The researchers suggest that investors who followed the advice of a crypto-influencer’s tweet could see, on average, modest returns in the first two days, with shrinking returns turning to losses on about day five. On day 10, investors lost an average of 2.2 percent, falling further to 6.5 percent on day 30. These results are stronger for tokens with lower market capitalization, where there are fewer alternative sources of information to protect investors from poor investment decisions.

Among the 58 percent of influencers in the sample who described themselves as crypto “experts,” “analysts,” or “educators” in their Twitter profiles, the results were more pronounced. The advice of these influencers cost investors 4.5 percentage points more on average compared to non-experts, especially when they tweeted about less established assets.

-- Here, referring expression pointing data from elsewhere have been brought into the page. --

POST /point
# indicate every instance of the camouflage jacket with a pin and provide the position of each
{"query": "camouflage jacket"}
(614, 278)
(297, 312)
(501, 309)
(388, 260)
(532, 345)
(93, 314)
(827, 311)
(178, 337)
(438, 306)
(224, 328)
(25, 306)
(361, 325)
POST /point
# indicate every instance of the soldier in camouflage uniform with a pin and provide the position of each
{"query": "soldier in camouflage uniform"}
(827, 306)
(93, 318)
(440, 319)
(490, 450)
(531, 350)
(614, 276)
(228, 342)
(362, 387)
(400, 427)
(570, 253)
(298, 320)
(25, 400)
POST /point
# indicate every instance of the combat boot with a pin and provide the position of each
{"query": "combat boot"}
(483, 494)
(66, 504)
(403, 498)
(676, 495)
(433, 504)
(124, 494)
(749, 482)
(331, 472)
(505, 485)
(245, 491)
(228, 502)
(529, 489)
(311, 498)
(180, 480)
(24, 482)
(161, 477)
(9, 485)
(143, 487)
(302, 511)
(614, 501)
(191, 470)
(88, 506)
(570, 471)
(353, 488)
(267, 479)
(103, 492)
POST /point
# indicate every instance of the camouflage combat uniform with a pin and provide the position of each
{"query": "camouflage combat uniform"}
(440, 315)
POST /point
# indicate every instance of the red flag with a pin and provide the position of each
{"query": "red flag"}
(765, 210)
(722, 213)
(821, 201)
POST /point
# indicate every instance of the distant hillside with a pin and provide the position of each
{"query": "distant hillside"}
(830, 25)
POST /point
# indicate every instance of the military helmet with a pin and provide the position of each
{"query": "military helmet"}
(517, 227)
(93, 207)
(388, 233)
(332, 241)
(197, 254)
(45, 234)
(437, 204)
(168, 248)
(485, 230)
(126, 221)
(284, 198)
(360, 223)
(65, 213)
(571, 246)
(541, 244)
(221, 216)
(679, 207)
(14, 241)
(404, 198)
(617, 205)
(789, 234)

These results were particularly troubling, Pacelli says, because “these are the exact people you might hope would give stronger advice.”

Less than 15 percent of tweets were negative, and most tweets expressed excitement and encouraged followers to buy. “No one tells you when to get out, and it’s sometimes hard to get out of crypto,” Pacelli says. “Some of these coins are not super liquid, so people could potentially get stuck in this position and lose a lot of money.”

Kim Kardashian settles crypto charges

Because social media posts can affect short-term demand for specific coins or tokens, securing promotion from influencers is a big business that has caught some big names. In February 2021, Lindsay Lohan tweeted to her more than 8 million followers that she was “exploring” decentralized finance – investing outside the traditional financial system, typically in blockchain-based digital assets. She said she “already liked” Tronix (TRX) tokens, a crypto product whose founder was recently charged with fraud.

Lohan failed to disclose the $10,000 she received in exchange for her tweet from the Tron Foundation, a company owned by Justin Sun. The SEC alleges that Sun instructed the actress and seven other celebrity TRX promoters, including Soulja Boy (DeAndre Cortez Way) and boxer Jake Paul, to keep quiet about their compensation.

The eight influencers paid a combined $400,000 to dismiss SEC complaints against them without admitting wrongdoing. Last year, Kim Kardashian paid $1.26 million to settle a case in which she was accused of promoting crypto investments without disclosing compensation.

Despite these concerns, more research is needed to determine the overall value of crypto-influencers’ investment advice on social media, they write. Some top influencers in the space, such as Coinbase CEO Brian Armstrong and Alex Gladstein of the Human Rights Foundation, are leveraging social media platforms to provide useful information and “use their influence to advance philanthropic endeavors and advocate for financial freedom.”

When regulations lack bite

Pacelli doesn’t recommend banning paid promotion on social media, calling it a “happy slope.” Instead, he says, higher fines will go a long way in deterring influencers from omitting conflicts of interest from their posts.

“One thing I’ve noticed, as a trend in all my research, is that regulation often doesn’t have enough bite,” he says. “If you took one of these cases and fined the individual $50 million, if it was a bulletproof case, I think that would deter a lot of this activity.”

Pacelli also challenges crypto influencers to be more specific in their posts and track their success rates over time.

“I would love to see more of these influencers give a target price, put something objective in the tweet more often,” he says. For example: “I expect this coin to rise to X dollars within X months.”

This will make it easier to track and hold influencers accountable. “Otherwise it’s just cheap talk,” says Pacelli.